SentinelAgent: Graph-based Anomaly Detection in Multi-Agent Systems
Xu He, Di Wu, Yan Zhai, Kun Sun
TL;DR
This work addresses security and reliability challenges in LLM-based multi-agent systems by proposing a topology-agnostic Graph-Based Anomaly Detection Framework and a runtime SentinelAgent. It models MAS executions as dynamic interaction graphs with nodes representing agents/tools and edges representing communications and invocations, enabling node-, edge-, and path-level anomaly reasoning. The SentinelAgent uses an LLM-driven 'judge' plus human-in-the-loop policy refinement to detect, attribute, and intervene on global, single-point, and multi-point failures. Case studies on an automated email assistant and Microsoft's Magentic-One demonstrate detection of prompt injections, unsafe tool usage, and inter-agent collusion with explainable root-cause traces. The approach offers scalable, explainable security for diverse MAS deployments and points to future work in policy learning and formal verification.
Abstract
The rise of large language model (LLM)-based multi-agent systems (MAS) introduces new security and reliability challenges. While these systems show great promise in decomposing and coordinating complex tasks, they also face multi-faceted risks across prompt manipulation, unsafe tool usage, and emergent agent miscoordination. Existing guardrail mechanisms offer only partial protection, primarily at the input-output level, and fall short in addressing systemic or multi-point failures in MAS. In this work, we present a system-level anomaly detection framework tailored for MAS, integrating structural modeling with runtime behavioral oversight. Our approach consists of two components. First, we propose a graph-based framework that models agent interactions as dynamic execution graphs, enabling semantic anomaly detection at node, edge, and path levels. Second, we introduce a pluggable SentinelAgent, an LLM-powered oversight agent that observes, analyzes, and intervenes in MAS execution based on security policies and contextual reasoning.

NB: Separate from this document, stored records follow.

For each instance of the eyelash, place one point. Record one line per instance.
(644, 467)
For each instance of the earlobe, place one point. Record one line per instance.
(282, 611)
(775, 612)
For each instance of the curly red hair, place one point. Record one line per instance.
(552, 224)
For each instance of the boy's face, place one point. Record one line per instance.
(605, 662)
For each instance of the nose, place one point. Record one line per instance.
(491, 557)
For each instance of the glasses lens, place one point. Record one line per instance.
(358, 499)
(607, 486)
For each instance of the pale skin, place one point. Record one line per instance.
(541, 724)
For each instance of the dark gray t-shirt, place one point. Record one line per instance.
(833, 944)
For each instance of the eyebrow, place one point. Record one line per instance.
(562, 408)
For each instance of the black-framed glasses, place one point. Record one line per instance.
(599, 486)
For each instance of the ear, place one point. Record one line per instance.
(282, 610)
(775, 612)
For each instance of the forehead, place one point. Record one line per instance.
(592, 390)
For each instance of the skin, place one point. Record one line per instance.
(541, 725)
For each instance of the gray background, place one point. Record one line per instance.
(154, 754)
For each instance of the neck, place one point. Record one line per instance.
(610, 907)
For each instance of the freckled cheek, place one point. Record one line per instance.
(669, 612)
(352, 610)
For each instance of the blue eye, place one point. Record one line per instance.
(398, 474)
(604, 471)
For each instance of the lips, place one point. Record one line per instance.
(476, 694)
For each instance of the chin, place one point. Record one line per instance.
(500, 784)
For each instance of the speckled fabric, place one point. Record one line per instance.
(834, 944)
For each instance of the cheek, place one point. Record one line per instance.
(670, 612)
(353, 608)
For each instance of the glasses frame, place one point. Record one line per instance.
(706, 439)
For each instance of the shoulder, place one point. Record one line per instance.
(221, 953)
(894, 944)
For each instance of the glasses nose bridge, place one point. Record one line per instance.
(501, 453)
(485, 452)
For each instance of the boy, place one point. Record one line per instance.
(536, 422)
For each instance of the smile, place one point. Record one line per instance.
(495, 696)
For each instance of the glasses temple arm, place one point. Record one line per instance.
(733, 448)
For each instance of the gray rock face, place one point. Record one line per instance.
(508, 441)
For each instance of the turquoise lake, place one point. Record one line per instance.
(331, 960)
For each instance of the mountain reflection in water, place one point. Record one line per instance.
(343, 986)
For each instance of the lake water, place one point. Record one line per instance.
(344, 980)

By bridging abstract detection logic with actionable enforcement, our method detects not only single-point faults and prompt injections but also multi-agent collusion and latent exploit paths. We validate our framework through two case studies, including an email assistant and Microsoft's Magentic-One system, demonstrating its ability to detect covert risks and provide explainable root-cause attribution. Our work lays the foundation for more trustworthy, monitorable, and secure agent-based AI ecosystems.